Thursday, June 30, 2011

How Do You Help Your Struggling Readers?

In the past two weeks, I've posted a few things about how I help my struggling readers.  I had lots of questions about how I changed my schedule to try to maximize "just right" reading time for my students throughout the day.  If you click on the image below, you can view a sample of my schedule.  My schedule looks different each day of the week and this is just an overview of one day. It's not perfect, but I'm a lot closer to my 90 minute goal than I was a few years ago.

I display the schedule in a pocket chart in my room for students to refer to throughout the day.  The words I use in my scheduling chart are available at my Tpt store.

You can find a post about how I assess my struggling readers here.

Here is the post about my tops 5 tips for working with struggling readers.  After this post, I had several emails about how I teach the difference between magic "e" and silent "e".  The image below is the best way I could explain it.

Practicing at the "just right" level is critical for young readers (especially those who struggle). You can find a post about the books I use during my mini-lessons about "just right" books here.

A while ago, I also posted the leveled book lists that I use to help my parents find just right books for the children. You can view that post by clicking here.  You can download the lists and the instructions that I made for using the Scholastic Book Wizard by visiting this post.

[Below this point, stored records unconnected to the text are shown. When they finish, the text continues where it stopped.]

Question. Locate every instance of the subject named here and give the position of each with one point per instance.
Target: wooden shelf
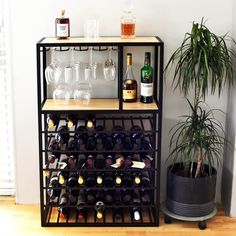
(100, 40)
(95, 104)
(140, 106)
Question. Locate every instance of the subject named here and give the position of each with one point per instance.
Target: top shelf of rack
(83, 40)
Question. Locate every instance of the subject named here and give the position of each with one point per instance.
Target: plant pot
(187, 196)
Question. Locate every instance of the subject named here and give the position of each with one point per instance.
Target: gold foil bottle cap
(70, 124)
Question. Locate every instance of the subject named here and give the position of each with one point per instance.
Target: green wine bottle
(147, 80)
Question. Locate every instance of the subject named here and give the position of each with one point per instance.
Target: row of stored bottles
(100, 200)
(102, 171)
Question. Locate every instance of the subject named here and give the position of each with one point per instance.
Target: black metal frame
(155, 117)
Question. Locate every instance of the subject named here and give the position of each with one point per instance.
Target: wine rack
(120, 201)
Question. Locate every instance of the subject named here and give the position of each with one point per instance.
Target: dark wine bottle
(137, 135)
(90, 144)
(72, 154)
(72, 183)
(118, 135)
(54, 151)
(80, 135)
(63, 135)
(127, 196)
(99, 207)
(81, 205)
(108, 175)
(136, 197)
(136, 214)
(54, 190)
(90, 162)
(146, 196)
(108, 196)
(63, 173)
(90, 196)
(90, 121)
(63, 209)
(109, 144)
(90, 179)
(52, 120)
(72, 120)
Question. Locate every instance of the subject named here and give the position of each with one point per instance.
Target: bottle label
(146, 89)
(129, 94)
(62, 30)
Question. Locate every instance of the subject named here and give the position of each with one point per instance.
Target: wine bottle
(118, 178)
(52, 120)
(99, 207)
(108, 196)
(62, 26)
(90, 179)
(90, 121)
(54, 190)
(137, 135)
(147, 80)
(127, 196)
(72, 120)
(63, 135)
(63, 173)
(130, 86)
(90, 145)
(90, 162)
(54, 151)
(81, 205)
(146, 196)
(136, 197)
(136, 214)
(80, 135)
(90, 196)
(72, 151)
(127, 179)
(109, 144)
(117, 135)
(63, 209)
(128, 145)
(72, 183)
(108, 176)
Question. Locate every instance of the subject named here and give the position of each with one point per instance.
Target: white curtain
(7, 179)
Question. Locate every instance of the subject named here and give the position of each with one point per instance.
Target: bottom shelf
(148, 217)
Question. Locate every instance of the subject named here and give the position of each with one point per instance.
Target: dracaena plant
(203, 63)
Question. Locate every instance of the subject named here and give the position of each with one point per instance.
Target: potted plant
(203, 63)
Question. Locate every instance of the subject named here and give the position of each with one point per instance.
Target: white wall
(32, 20)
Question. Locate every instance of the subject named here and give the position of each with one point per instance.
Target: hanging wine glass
(53, 71)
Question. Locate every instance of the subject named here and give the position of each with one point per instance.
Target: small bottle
(71, 120)
(147, 80)
(99, 207)
(90, 121)
(130, 86)
(52, 120)
(63, 135)
(128, 25)
(62, 26)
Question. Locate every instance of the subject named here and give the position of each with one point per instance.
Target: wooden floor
(25, 220)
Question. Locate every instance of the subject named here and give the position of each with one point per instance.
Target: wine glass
(53, 71)
(109, 68)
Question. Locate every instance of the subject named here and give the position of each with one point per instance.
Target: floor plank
(22, 220)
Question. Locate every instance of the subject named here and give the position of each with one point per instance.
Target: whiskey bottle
(130, 86)
(62, 26)
(147, 80)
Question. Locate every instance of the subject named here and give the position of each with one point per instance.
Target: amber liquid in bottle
(62, 26)
(129, 84)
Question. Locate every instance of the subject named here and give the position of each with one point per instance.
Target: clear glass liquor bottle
(130, 85)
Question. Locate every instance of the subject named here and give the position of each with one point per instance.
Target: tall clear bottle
(130, 85)
(147, 80)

I would love to hear about the things other teachers are doing to help their struggling readers.  Please consider linking up to share your ideas!

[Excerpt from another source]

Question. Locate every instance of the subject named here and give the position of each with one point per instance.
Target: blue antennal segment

This linky party is being added to TBA's ultimate linky party!  Visit TBA to check out other teaching related linky parties by clicking on the image below.


  1. Kimberly,
    Thank you for sharing your sample schedule and also for the magic e and silent e posters. These will help my little ones with those words that break the rules (some, come, have, etc.) I like your explanation better. :)

  2. I love the Magic E/Silent E sign. I'm definitely going to use that in small group/whole group instruction for the new school year. Thanks for sharing!

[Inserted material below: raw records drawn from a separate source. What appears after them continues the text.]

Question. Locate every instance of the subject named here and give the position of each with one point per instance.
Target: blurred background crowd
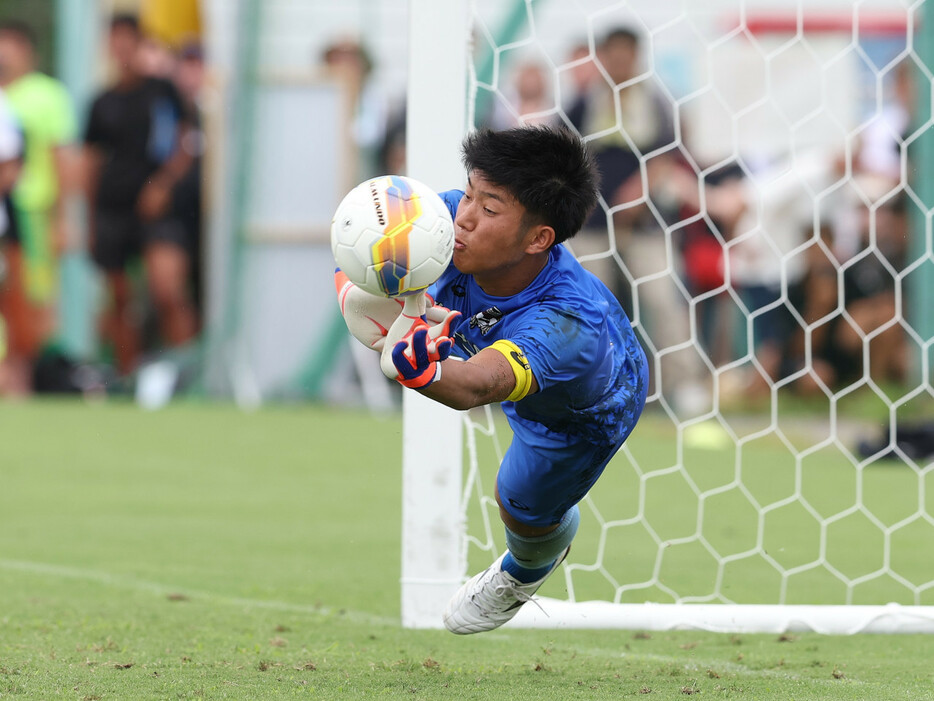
(754, 268)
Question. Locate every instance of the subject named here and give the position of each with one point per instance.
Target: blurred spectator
(869, 299)
(524, 100)
(11, 153)
(631, 120)
(46, 118)
(189, 78)
(138, 142)
(348, 61)
(581, 71)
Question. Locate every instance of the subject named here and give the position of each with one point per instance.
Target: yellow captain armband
(520, 366)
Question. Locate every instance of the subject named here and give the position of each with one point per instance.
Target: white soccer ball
(392, 236)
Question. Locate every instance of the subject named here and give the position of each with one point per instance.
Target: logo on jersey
(486, 320)
(471, 349)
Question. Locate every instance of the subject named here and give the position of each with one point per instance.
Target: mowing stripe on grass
(124, 582)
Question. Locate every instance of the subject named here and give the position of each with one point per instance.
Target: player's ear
(540, 238)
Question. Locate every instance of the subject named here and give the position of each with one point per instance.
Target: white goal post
(448, 454)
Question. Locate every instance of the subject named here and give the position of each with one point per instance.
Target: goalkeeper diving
(516, 319)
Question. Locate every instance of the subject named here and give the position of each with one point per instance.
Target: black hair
(548, 170)
(125, 20)
(21, 31)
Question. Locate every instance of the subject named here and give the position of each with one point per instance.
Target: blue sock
(530, 559)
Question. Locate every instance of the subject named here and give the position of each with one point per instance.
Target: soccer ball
(392, 236)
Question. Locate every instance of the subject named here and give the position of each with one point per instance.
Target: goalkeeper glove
(414, 350)
(367, 316)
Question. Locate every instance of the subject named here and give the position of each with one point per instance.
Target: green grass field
(201, 552)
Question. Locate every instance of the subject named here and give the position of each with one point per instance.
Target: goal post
(721, 517)
(433, 562)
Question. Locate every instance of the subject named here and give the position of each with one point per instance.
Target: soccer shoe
(491, 598)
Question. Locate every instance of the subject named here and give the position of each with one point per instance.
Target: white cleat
(491, 598)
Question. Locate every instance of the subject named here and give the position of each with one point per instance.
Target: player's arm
(419, 360)
(495, 374)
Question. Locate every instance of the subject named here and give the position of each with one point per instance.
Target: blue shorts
(539, 482)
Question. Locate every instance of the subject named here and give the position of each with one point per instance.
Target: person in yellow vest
(46, 117)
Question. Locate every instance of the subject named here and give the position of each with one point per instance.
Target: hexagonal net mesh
(766, 221)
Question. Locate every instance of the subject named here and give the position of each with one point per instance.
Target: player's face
(489, 229)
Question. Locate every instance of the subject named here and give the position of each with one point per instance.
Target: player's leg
(168, 268)
(115, 240)
(538, 489)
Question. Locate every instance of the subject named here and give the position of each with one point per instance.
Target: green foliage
(202, 553)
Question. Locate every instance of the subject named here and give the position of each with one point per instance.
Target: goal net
(765, 220)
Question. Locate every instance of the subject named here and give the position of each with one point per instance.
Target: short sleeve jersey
(590, 368)
(46, 117)
(136, 131)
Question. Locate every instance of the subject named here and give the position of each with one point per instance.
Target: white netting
(766, 222)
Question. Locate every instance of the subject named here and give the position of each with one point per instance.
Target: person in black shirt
(135, 155)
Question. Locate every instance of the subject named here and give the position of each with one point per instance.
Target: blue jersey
(590, 368)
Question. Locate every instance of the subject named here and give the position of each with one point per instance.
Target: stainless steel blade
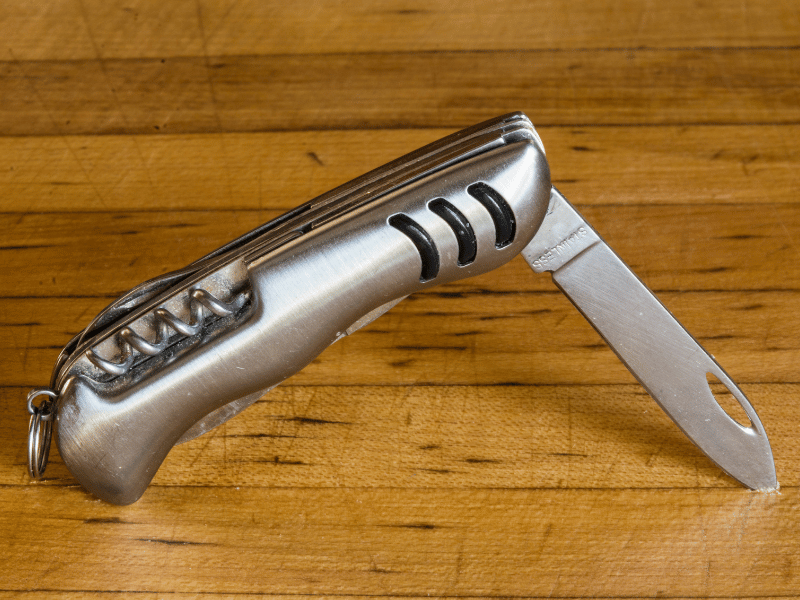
(670, 364)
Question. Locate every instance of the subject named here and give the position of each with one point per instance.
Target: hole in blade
(727, 401)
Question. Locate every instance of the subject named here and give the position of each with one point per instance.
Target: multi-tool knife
(182, 353)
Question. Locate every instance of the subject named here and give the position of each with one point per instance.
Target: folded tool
(184, 352)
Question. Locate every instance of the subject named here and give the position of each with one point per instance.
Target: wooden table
(479, 440)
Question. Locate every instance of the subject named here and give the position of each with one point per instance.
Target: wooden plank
(394, 90)
(597, 166)
(554, 543)
(453, 437)
(92, 28)
(468, 336)
(673, 248)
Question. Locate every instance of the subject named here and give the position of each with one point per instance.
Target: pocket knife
(182, 353)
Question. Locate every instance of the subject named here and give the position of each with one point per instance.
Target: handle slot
(501, 213)
(423, 242)
(467, 243)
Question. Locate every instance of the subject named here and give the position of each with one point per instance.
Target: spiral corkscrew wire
(130, 341)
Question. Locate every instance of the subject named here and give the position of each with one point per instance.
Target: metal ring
(40, 430)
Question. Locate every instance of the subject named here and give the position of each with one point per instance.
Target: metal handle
(113, 435)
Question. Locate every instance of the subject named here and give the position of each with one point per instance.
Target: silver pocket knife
(182, 353)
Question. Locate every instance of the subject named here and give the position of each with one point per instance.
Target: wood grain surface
(479, 440)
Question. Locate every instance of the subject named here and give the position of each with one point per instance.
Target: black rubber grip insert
(425, 246)
(467, 244)
(504, 223)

  3. I am a Special Ed teacher - so always looking for new reading ideas, interventions and innovations. I am thrilled to have found you and look forward to connecting with you in the blogosphere.
    I am now a follower thorugh RSS feeeds.

  4. If you will look back a few days in my blog ( Sophie and Sadie's Scholarly Site-, I mentioned Lori Ozckus and her work with younger children in using hand signals and metacognition strategies to help comprehension. Her work along with Tanny MacGregor has really blown me away. My intermediate kids who still struggled responded well when I used their approaches in my reading classes. Right now I teach 4th grade social studies with our special ed teachers "pushing in," but we are still very literacy-based. I'm always looking for ways to include movement and manipulating objects or props to help in teaching.It just seems natural to me that if there is a way to make a connection to reading using those same movement and brain-based strategies, it will make learning less abstract, and kids will catch on much faster.